Belangero destaca que os resultados da pesquisa podem orientar o desenvolvimento futuro de novas formas de tratamento. Entre as variáveis que os médicos precisam analisar estão o antidepressivo/antipsicótico a ser escolhido, a segurança e a eficiência dessa escolha e a forma como essas drogas serão metabolizadas, entre outras.

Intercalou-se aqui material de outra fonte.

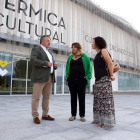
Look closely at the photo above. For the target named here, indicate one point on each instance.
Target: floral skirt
(103, 105)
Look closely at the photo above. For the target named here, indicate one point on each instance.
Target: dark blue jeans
(77, 86)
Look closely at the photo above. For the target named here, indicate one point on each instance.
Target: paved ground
(16, 121)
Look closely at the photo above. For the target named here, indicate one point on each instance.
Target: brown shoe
(36, 120)
(48, 118)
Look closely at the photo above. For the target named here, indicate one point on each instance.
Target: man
(42, 77)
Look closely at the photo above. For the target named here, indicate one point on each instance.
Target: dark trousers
(77, 85)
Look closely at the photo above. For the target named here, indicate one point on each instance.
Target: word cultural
(32, 12)
(122, 51)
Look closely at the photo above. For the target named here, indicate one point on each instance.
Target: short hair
(79, 48)
(42, 38)
(100, 42)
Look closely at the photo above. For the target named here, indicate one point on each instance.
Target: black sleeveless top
(99, 67)
(76, 67)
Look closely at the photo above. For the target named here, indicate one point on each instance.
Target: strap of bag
(106, 67)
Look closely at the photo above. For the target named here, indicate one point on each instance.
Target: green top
(87, 67)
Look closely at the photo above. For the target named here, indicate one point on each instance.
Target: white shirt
(49, 56)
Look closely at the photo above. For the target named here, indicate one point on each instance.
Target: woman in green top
(78, 73)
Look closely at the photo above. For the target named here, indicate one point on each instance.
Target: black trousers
(77, 86)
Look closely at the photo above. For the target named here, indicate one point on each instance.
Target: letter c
(2, 16)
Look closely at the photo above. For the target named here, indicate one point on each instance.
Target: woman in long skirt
(103, 106)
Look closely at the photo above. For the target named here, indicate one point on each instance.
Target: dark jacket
(40, 69)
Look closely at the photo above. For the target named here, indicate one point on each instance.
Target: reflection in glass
(18, 87)
(5, 73)
(128, 82)
(29, 87)
(66, 88)
(121, 81)
(29, 70)
(19, 68)
(59, 79)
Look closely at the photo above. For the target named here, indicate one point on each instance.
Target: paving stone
(16, 122)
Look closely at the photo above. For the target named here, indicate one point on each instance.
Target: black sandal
(83, 119)
(72, 118)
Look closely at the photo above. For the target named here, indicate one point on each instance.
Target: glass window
(128, 82)
(18, 87)
(19, 68)
(5, 73)
(121, 81)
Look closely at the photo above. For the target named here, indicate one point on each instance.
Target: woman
(103, 106)
(78, 73)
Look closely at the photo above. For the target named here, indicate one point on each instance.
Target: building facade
(22, 23)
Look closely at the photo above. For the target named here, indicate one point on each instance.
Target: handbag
(116, 66)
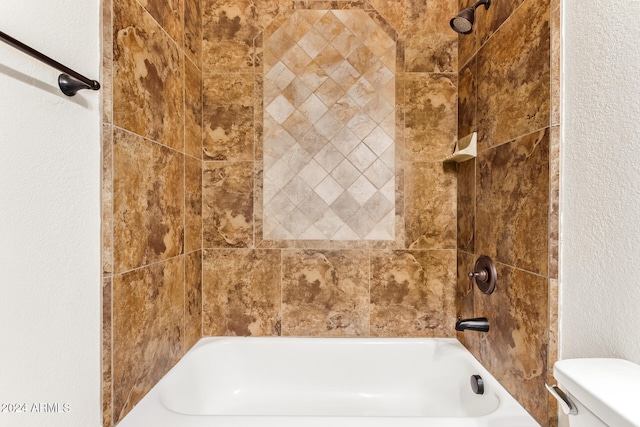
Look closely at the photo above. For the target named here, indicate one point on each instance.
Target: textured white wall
(600, 183)
(49, 219)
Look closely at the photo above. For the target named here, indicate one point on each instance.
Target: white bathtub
(313, 382)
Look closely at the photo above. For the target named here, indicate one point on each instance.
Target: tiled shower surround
(194, 245)
(329, 128)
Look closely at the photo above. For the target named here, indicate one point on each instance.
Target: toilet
(599, 392)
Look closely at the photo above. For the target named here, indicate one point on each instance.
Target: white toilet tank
(606, 392)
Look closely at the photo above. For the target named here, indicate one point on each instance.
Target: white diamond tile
(329, 92)
(329, 223)
(345, 206)
(313, 207)
(362, 92)
(361, 223)
(329, 190)
(378, 141)
(345, 234)
(296, 190)
(329, 26)
(389, 124)
(345, 141)
(378, 108)
(329, 124)
(389, 157)
(357, 21)
(282, 40)
(346, 42)
(313, 142)
(313, 76)
(378, 173)
(362, 58)
(345, 108)
(313, 42)
(279, 207)
(362, 157)
(296, 158)
(361, 124)
(313, 108)
(389, 189)
(279, 174)
(378, 207)
(280, 75)
(379, 42)
(277, 142)
(280, 109)
(378, 75)
(298, 24)
(297, 92)
(345, 173)
(329, 157)
(345, 75)
(297, 125)
(313, 174)
(362, 190)
(296, 222)
(329, 59)
(296, 59)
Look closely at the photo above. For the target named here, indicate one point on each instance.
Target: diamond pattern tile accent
(329, 150)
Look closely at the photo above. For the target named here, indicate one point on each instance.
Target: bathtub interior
(328, 377)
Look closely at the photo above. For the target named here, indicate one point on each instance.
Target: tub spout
(480, 324)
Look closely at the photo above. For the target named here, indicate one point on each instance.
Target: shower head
(463, 22)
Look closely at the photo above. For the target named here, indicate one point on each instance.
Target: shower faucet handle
(485, 275)
(479, 275)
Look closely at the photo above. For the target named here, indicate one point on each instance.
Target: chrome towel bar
(70, 82)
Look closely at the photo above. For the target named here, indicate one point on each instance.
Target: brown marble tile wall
(254, 286)
(151, 194)
(508, 197)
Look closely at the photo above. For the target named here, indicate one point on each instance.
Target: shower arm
(70, 82)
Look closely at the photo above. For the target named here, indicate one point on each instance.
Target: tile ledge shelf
(466, 148)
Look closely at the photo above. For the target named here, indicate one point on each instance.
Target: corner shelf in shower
(466, 149)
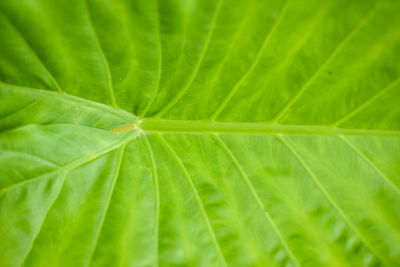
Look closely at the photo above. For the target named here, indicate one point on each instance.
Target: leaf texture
(199, 133)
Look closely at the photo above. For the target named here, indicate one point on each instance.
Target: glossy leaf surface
(199, 133)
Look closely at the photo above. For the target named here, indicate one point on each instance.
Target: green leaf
(199, 133)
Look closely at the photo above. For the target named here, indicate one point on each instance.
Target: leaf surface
(199, 133)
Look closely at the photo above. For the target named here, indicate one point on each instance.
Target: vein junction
(208, 127)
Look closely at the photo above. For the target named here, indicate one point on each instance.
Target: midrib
(205, 127)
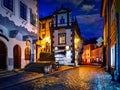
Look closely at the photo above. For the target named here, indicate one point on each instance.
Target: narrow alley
(84, 77)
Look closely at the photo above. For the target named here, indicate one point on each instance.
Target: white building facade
(18, 33)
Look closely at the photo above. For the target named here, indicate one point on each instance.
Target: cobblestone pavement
(79, 78)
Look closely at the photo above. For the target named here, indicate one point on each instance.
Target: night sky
(87, 13)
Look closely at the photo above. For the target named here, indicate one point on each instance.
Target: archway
(3, 55)
(17, 57)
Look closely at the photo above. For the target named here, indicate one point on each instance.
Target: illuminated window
(27, 53)
(62, 38)
(23, 11)
(8, 4)
(43, 35)
(32, 18)
(62, 20)
(43, 26)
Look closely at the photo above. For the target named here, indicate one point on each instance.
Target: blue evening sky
(87, 13)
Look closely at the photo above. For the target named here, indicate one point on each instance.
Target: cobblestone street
(79, 78)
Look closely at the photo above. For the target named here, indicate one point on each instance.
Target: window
(32, 18)
(43, 26)
(27, 53)
(8, 4)
(62, 20)
(23, 11)
(43, 35)
(62, 38)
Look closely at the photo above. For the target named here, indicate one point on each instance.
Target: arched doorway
(3, 55)
(27, 53)
(17, 57)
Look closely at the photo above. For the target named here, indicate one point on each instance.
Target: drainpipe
(109, 49)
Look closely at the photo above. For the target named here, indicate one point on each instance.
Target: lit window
(43, 26)
(32, 18)
(8, 4)
(62, 38)
(27, 53)
(23, 11)
(62, 20)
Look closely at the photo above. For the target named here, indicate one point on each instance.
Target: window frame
(43, 25)
(60, 36)
(7, 8)
(62, 20)
(23, 17)
(32, 18)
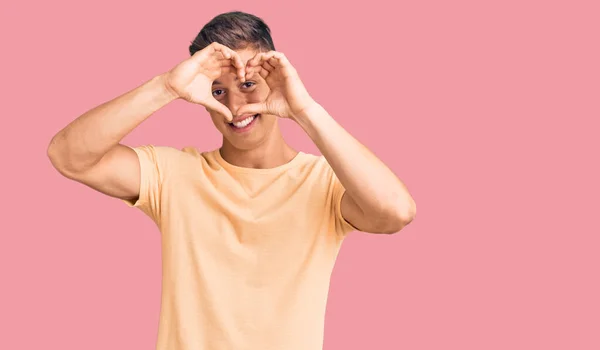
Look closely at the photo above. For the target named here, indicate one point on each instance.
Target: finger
(252, 108)
(251, 72)
(229, 57)
(213, 104)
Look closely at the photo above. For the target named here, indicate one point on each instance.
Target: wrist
(313, 119)
(165, 92)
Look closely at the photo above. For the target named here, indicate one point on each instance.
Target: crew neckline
(297, 158)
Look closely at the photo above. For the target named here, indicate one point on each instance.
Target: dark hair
(236, 30)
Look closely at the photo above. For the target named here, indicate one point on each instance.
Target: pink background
(487, 111)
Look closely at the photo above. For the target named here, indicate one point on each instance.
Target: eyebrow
(216, 82)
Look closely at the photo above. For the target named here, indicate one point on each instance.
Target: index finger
(229, 54)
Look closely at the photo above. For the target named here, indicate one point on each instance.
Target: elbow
(59, 158)
(397, 217)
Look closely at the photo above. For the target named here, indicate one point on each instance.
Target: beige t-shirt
(247, 253)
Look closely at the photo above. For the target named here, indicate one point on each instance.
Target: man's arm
(375, 200)
(88, 149)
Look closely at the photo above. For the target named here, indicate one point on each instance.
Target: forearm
(371, 184)
(84, 141)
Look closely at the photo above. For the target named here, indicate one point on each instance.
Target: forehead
(229, 78)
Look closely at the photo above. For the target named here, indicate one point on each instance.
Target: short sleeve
(150, 182)
(342, 226)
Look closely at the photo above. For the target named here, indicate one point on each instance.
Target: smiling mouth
(242, 124)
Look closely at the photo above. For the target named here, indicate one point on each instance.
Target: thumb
(220, 108)
(253, 108)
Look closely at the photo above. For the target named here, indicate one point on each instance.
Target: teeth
(244, 122)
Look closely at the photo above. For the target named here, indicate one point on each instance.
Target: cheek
(258, 95)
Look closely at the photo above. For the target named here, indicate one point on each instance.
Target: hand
(192, 79)
(288, 96)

“Em teoria, esses problemas serão resolvidos por meio da psiquiatria de precisão, que nos permitirá saber, desde a primeira consulta, quais tratamentos são mais benéficos e toleráveis para cada indivíduo. Mas ainda não estamos no ponto de uma psiquiatria de precisão eficaz, estamos apenas caminhando em direção a ela”, afirma a pesquisadora da Unifesp.
Siga nosso canal no WhatsApp e receba notícias relevantes para o seu dia
Agora, a equipe – que inclui os pesquisadores Giovany Oliveira, Vanessa Ota, Ary Gadelha, Cristiano Noto e Diego Mazzotti – pretende validar esses modelos preditivos em amostras maiores e com grupos com diferentes ancestralidades genéticas. “Nosso objetivo é testar esses preditores em populações mais amplas e de diferentes etnias para verificar a robustez e aplicabilidade dos resultados”, diz Belangero.